City Pursues Social Impact Bonds to Tackle Teen Pregnancy.

Last September, the Mayor’s Office of Budget and Finance issued a solicitation for companies interested in conducting a feasibility study on a tool called social impact bonds. They’re essentially bonds with a cause. Investors provide up-front money for the city to launch a project that will provide social benefits—say, reducing prison recidivism or chronic homelessness—and save the city money in the long run. If everything goes according to plan, the investors will recoup a portion of the savings.

Today, the administration of Mayor Vince Gray announced that it had chosen an area where it hopes to make a social impact: teen pregnancy. It’ll be the first time social impact bonds have been used in America to reduce unplanned teen pregnancy and reap the economic rewards.

The city has selected the Boston-based Social Finance, Inc. as a nonprofit intermediary to coordinate the development and launch of the city’s first social impact bond program. Social Finance, founded in 2011, is an offshoot of Britain’s Social Finance UK, which created the world’s first social impact bonds in 2010.

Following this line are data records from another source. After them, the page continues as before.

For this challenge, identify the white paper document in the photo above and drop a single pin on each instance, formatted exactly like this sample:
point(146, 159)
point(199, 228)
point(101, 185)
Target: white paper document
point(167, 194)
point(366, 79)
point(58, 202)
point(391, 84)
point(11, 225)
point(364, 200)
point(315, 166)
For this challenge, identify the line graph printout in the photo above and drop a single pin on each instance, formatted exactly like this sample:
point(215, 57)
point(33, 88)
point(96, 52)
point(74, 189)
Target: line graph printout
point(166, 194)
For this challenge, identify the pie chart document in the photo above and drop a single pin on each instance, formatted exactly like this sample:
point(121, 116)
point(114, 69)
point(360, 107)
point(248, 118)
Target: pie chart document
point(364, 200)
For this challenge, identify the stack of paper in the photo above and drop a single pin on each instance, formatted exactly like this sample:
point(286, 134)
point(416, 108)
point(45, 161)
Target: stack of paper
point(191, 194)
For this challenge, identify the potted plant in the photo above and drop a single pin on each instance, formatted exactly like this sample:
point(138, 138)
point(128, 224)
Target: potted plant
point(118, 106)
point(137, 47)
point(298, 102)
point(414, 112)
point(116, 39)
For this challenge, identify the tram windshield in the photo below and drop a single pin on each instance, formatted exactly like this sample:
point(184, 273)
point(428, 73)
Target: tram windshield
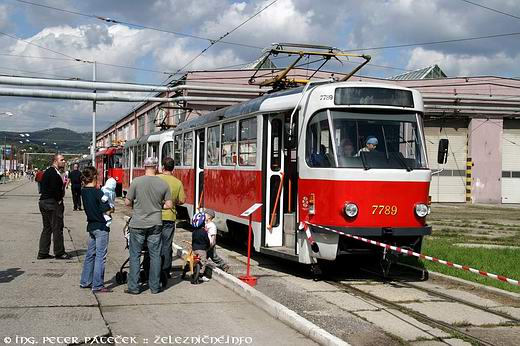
point(117, 161)
point(364, 140)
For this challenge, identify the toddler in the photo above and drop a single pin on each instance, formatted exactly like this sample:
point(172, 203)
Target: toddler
point(109, 196)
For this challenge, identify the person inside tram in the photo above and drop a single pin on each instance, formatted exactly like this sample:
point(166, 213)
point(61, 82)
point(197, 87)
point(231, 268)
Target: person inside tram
point(320, 159)
point(370, 145)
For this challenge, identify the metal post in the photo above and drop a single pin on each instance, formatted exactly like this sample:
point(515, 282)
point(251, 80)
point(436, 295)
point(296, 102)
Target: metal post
point(5, 161)
point(93, 145)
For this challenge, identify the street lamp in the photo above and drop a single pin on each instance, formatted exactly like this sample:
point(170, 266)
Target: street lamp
point(9, 114)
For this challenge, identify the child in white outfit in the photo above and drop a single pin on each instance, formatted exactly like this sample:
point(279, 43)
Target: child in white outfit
point(109, 196)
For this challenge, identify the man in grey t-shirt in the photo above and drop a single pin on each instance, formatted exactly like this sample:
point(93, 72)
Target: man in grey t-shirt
point(148, 195)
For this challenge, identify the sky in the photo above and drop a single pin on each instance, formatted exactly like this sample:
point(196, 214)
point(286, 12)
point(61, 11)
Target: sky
point(150, 56)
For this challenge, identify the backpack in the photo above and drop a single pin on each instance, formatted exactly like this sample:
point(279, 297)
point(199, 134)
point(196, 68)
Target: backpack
point(39, 176)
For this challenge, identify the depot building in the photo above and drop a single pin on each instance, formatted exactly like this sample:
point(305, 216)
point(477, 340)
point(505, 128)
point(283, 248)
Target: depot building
point(479, 115)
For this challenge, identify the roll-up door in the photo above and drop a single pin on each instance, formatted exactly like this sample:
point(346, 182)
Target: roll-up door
point(450, 184)
point(511, 166)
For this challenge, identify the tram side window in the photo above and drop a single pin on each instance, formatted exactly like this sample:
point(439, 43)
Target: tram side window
point(141, 151)
point(167, 150)
point(188, 149)
point(153, 150)
point(117, 161)
point(229, 144)
point(319, 144)
point(125, 158)
point(247, 142)
point(213, 145)
point(177, 150)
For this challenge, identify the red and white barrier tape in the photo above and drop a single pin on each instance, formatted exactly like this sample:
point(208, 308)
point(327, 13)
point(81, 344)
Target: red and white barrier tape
point(416, 254)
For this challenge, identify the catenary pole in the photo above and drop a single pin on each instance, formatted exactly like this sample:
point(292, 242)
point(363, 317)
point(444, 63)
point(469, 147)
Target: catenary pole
point(93, 145)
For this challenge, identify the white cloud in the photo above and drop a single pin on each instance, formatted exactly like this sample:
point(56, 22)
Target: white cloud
point(465, 64)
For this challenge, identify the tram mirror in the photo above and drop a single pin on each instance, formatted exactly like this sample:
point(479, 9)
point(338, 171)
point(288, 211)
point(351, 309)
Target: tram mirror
point(290, 138)
point(290, 141)
point(442, 154)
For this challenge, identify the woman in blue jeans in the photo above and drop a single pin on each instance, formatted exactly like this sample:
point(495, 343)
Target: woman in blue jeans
point(93, 275)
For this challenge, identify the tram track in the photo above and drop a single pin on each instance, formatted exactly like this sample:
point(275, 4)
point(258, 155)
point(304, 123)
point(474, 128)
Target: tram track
point(14, 188)
point(451, 298)
point(371, 298)
point(378, 301)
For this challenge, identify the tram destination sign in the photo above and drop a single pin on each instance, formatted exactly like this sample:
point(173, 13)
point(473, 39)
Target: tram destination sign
point(373, 96)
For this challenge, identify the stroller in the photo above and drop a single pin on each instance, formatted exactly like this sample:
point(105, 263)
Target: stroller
point(122, 274)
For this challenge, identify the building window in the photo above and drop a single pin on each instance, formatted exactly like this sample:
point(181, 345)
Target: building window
point(213, 145)
point(187, 152)
point(229, 144)
point(247, 142)
point(177, 150)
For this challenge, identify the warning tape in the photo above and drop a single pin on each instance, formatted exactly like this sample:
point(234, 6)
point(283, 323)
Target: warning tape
point(416, 254)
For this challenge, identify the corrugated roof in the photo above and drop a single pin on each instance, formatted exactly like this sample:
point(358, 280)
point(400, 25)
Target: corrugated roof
point(430, 72)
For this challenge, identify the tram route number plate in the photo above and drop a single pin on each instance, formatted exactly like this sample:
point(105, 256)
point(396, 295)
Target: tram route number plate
point(384, 209)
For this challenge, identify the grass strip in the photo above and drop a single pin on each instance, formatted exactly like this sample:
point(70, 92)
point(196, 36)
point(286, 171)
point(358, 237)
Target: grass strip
point(503, 261)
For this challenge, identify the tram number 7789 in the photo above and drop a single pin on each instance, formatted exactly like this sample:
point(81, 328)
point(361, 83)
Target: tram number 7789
point(381, 209)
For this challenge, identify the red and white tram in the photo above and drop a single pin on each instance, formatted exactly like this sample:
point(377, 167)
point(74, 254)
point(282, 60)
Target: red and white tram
point(158, 145)
point(302, 153)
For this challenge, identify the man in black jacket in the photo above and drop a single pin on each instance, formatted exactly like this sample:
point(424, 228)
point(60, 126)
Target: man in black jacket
point(51, 208)
point(75, 183)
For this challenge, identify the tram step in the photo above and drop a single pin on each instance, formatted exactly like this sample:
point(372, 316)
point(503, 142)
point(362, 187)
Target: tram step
point(280, 251)
point(289, 223)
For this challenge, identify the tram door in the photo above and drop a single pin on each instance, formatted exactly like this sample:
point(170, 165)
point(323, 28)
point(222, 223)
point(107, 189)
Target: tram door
point(200, 150)
point(274, 196)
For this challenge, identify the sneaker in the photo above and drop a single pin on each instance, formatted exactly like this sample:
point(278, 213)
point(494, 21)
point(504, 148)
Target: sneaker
point(102, 290)
point(225, 268)
point(64, 256)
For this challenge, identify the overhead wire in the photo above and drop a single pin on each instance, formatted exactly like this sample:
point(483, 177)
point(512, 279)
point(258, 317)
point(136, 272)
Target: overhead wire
point(491, 9)
point(117, 21)
point(212, 43)
point(428, 43)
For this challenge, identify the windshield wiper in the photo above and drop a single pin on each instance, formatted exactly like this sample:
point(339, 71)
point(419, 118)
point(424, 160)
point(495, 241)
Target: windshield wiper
point(402, 161)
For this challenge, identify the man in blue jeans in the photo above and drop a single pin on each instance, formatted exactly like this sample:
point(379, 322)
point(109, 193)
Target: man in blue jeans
point(148, 195)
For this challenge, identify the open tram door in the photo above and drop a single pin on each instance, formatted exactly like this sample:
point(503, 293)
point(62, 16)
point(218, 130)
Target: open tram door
point(198, 160)
point(279, 167)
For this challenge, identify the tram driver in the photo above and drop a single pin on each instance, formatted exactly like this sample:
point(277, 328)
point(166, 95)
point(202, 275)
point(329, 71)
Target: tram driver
point(371, 144)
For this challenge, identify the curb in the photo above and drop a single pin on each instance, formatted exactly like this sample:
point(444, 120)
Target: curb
point(273, 308)
point(476, 284)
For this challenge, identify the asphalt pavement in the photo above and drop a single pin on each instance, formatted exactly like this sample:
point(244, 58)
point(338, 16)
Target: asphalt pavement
point(41, 301)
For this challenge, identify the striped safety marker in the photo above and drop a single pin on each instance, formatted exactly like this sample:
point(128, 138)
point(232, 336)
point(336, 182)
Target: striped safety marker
point(314, 246)
point(416, 254)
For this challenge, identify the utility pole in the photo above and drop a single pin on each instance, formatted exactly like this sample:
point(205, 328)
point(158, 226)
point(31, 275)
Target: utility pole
point(3, 154)
point(93, 145)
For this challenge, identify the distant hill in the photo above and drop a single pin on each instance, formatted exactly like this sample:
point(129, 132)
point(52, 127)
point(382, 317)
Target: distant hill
point(67, 141)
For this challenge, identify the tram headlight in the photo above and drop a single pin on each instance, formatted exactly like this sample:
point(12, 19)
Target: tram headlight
point(351, 209)
point(421, 210)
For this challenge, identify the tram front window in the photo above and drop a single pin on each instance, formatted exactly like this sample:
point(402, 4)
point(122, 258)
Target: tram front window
point(363, 140)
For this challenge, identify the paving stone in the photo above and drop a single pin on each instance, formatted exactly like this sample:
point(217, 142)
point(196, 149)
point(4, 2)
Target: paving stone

Social Finance, Inc. has worked on several U.S. social impact bond projects, beginning with one in New York State to reduce prison recidivism. The company started working with the District in the winter, and identified a few areas where the city could pursue social impact bonds. City officials selected teen pregnancy.

“A young woman who has a child when she’s 14 or 15 has a much lower chance of receiving her high school diploma,” says Social Finance’s Rebecca Leventhal. “There are significant opportunities for savings relating to early health needs for children delivered to young women, as well as the educational opportunities for the mother that may be delayed or not achieved if she has a child.”

Social Finance is releasing a request for qualifications today for programs to reduce unplanned teen pregnancy that could participate in the program. That request will be followed by a request for proposals from qualified respondents.

Gray spokesman Pedro Ribeiro says the city won’t know for sure how the program will save the District money until responses to those requests come in. But he says reducing teen pregnancy can cut costs in a number of areas, including education, homelessness, and welfare payments.

“Look at D.C. General,” Ribeiro says, referring to the overcrowded homeless shelter where the city spends more than $150 a night to house each family. “Look at how many young mothers are in D.C. General. That’s incredibly expensive.”